Fatal attraction flaw

When I was young, I was smart, and I knew it. And when I thought about how I would attract women, it was always going to be with my big brain. Some of my peers sported fashionable clothing. Some could dance. Some were athletic. Some played musical instruments. Some could make small talk. I disdained them all as beneath me. I attended to basic grooming and hygiene, of course, but gave little further thought to my appearance. If a woman couldn’t appreciate me for my wit and my wisdom, it was her loss, not mine.



These were actual conscious thoughts I remember having. (In fact I was rationalizing what was, at root, simple laziness.) At the very same time I was having them, whose pictures did I have on my bedroom wall? Supermodels. Christie Brinkley. Paulina Porizkova. Cindy Crawford. Which classmates did I have crushes on? The prettiest ones, the same ones all the other boys liked.

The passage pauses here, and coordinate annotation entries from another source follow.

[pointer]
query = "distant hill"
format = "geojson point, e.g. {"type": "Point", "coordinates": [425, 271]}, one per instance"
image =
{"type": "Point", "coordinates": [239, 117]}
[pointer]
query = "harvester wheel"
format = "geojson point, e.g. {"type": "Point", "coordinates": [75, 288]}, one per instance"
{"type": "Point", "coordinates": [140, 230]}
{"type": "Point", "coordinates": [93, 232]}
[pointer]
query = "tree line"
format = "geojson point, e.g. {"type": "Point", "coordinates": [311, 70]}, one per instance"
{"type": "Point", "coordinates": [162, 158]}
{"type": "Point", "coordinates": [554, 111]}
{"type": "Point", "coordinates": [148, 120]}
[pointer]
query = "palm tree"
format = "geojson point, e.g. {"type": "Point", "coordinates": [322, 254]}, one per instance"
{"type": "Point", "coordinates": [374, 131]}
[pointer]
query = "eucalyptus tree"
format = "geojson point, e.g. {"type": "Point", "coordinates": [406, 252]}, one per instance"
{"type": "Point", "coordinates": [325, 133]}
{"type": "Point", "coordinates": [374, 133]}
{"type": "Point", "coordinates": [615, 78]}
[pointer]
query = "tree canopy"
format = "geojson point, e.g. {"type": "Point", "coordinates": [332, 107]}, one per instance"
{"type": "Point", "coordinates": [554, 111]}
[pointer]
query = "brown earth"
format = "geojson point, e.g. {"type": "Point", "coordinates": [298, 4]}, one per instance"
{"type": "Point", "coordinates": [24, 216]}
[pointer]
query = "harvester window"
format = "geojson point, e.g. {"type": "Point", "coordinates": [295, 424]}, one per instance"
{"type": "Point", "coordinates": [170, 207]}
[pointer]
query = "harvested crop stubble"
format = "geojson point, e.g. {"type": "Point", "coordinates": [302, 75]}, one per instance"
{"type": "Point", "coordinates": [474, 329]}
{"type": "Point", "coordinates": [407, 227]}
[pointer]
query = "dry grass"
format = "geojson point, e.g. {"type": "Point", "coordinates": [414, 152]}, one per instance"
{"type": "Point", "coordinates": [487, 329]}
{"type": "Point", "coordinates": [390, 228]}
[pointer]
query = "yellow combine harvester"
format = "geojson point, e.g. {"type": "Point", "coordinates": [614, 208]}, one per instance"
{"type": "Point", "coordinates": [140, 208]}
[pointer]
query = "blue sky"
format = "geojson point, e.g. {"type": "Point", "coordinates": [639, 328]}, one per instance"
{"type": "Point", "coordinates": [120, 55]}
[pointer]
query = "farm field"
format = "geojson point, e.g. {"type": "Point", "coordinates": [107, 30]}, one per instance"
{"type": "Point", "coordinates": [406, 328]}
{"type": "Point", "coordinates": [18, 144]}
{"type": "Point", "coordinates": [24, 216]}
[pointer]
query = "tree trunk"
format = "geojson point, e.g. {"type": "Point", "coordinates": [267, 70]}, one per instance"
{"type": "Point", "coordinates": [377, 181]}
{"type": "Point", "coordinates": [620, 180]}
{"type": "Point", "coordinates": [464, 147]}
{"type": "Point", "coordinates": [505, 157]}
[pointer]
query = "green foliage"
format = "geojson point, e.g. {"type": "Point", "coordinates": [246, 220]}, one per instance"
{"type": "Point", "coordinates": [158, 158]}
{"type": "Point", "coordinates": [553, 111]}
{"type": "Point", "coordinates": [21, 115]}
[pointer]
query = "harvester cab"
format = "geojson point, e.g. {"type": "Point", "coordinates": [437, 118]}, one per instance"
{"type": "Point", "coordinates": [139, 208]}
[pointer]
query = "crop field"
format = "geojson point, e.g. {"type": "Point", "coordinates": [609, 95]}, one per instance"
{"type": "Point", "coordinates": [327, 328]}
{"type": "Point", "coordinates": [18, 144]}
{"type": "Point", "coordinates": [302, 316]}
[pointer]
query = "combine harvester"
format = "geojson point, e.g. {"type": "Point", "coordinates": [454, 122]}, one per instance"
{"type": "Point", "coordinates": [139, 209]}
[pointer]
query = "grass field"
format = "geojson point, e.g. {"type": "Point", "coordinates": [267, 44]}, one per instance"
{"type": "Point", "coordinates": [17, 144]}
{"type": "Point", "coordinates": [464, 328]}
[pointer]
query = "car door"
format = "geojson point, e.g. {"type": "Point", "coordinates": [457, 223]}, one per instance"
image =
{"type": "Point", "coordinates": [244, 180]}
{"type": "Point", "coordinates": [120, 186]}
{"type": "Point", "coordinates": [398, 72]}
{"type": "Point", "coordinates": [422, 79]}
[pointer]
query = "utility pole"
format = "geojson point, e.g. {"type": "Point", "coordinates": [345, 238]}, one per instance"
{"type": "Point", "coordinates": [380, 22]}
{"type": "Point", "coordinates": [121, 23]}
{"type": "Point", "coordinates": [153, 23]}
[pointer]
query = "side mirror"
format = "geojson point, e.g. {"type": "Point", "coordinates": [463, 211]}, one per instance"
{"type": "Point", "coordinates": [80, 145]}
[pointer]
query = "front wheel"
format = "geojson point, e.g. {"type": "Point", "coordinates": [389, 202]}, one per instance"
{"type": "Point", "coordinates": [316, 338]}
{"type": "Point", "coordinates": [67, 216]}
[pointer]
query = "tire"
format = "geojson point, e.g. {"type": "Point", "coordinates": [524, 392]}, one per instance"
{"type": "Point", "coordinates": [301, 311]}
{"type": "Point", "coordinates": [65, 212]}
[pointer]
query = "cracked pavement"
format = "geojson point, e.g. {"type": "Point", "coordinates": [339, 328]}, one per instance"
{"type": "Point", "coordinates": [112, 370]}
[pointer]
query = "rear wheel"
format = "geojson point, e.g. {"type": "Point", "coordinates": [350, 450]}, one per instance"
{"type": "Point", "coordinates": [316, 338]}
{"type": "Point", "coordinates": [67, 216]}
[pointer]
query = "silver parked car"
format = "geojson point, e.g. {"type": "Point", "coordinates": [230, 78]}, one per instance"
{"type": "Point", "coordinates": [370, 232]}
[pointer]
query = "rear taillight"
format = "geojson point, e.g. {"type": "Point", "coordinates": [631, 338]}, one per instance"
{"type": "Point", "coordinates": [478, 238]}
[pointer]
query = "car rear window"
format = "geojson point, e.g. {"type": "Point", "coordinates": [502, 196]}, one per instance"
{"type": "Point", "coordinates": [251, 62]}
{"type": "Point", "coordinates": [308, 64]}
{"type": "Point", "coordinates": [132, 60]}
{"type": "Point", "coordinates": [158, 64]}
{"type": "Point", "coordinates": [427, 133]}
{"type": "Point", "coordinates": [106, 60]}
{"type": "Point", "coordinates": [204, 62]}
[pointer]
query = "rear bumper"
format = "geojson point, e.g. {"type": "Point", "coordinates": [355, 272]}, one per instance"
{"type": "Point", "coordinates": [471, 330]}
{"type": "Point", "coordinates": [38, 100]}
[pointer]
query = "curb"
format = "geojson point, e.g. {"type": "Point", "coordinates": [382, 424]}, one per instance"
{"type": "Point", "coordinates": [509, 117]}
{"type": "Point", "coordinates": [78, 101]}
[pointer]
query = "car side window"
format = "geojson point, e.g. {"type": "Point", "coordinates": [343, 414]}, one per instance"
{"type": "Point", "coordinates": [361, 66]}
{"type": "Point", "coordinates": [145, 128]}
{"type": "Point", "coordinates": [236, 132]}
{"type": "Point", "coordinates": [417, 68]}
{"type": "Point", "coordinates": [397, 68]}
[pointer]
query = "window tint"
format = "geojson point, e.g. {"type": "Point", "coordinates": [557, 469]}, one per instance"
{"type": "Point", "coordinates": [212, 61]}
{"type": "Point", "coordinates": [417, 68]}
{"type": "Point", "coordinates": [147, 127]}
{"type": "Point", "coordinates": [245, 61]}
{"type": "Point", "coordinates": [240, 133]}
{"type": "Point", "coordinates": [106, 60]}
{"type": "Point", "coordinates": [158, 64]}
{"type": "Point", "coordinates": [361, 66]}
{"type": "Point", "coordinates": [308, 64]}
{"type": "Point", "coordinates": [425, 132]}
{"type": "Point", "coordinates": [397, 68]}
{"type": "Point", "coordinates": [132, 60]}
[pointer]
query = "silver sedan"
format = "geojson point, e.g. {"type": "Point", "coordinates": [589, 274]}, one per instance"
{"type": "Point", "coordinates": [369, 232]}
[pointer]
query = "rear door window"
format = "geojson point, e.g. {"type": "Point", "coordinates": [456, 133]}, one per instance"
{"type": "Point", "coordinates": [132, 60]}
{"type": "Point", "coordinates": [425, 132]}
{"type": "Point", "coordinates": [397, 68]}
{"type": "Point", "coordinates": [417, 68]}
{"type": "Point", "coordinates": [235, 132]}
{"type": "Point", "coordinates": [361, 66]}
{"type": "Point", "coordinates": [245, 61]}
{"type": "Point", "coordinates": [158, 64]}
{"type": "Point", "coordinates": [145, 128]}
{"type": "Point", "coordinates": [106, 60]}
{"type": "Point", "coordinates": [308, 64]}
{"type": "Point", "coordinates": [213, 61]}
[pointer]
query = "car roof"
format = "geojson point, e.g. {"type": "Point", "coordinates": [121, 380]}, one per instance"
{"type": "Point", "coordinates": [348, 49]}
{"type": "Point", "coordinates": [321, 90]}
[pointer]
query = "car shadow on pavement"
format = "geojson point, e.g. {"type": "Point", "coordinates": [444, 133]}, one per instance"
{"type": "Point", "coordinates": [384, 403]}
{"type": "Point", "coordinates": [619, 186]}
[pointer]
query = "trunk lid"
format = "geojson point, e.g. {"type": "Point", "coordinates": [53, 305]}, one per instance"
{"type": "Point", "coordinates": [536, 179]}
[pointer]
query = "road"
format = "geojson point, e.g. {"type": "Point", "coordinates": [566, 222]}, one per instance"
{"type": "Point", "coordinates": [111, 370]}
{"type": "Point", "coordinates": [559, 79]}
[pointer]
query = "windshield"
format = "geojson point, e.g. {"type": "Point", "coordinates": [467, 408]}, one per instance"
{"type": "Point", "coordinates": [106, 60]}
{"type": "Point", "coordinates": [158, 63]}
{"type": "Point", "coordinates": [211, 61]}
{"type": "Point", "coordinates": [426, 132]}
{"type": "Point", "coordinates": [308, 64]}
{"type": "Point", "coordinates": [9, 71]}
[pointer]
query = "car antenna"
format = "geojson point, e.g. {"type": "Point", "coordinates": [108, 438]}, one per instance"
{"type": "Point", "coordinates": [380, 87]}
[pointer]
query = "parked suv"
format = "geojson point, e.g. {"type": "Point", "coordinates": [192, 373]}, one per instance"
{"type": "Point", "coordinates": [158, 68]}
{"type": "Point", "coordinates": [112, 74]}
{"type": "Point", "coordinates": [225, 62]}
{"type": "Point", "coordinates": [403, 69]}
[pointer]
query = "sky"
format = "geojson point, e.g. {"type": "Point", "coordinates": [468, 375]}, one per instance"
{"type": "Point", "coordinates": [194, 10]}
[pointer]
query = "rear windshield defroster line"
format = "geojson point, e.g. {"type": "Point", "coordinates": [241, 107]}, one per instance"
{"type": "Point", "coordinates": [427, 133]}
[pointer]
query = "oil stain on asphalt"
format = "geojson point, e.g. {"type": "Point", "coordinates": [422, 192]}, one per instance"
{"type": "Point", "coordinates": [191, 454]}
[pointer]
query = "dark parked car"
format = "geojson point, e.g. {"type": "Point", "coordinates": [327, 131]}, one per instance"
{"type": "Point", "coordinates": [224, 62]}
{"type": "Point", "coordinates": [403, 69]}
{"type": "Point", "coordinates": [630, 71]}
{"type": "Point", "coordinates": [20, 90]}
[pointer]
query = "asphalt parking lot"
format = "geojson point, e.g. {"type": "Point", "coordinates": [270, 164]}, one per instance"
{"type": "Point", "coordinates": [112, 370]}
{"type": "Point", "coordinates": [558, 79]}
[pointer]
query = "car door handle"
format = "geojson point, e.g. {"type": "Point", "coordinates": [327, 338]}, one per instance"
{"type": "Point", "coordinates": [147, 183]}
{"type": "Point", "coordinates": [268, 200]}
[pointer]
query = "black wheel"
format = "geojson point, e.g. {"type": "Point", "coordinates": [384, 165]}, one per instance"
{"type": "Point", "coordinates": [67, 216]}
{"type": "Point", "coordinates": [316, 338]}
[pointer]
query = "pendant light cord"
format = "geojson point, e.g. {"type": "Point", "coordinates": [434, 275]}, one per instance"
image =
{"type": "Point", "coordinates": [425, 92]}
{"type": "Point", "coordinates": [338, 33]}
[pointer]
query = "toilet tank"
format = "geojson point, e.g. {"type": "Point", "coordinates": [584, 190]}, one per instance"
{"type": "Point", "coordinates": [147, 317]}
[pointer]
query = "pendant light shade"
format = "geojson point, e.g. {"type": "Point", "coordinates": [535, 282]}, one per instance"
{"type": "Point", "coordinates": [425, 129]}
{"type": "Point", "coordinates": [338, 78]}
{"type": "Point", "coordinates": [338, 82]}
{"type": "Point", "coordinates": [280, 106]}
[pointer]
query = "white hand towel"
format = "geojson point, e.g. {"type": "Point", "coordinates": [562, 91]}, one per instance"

This hypocritical disparity never struck me, I’m chagrined to admit, until just a few years ago, around the time I started thinking about advising my sons on how to attract women, when the time comes. Happily they’ve got a nice head start compared to where I was at their age. They’re athletic and musical. They’re starting to show some fashion sense. Crucially, they’re smart, smarter than I was: smart enough to understand that smarts aren’t everything.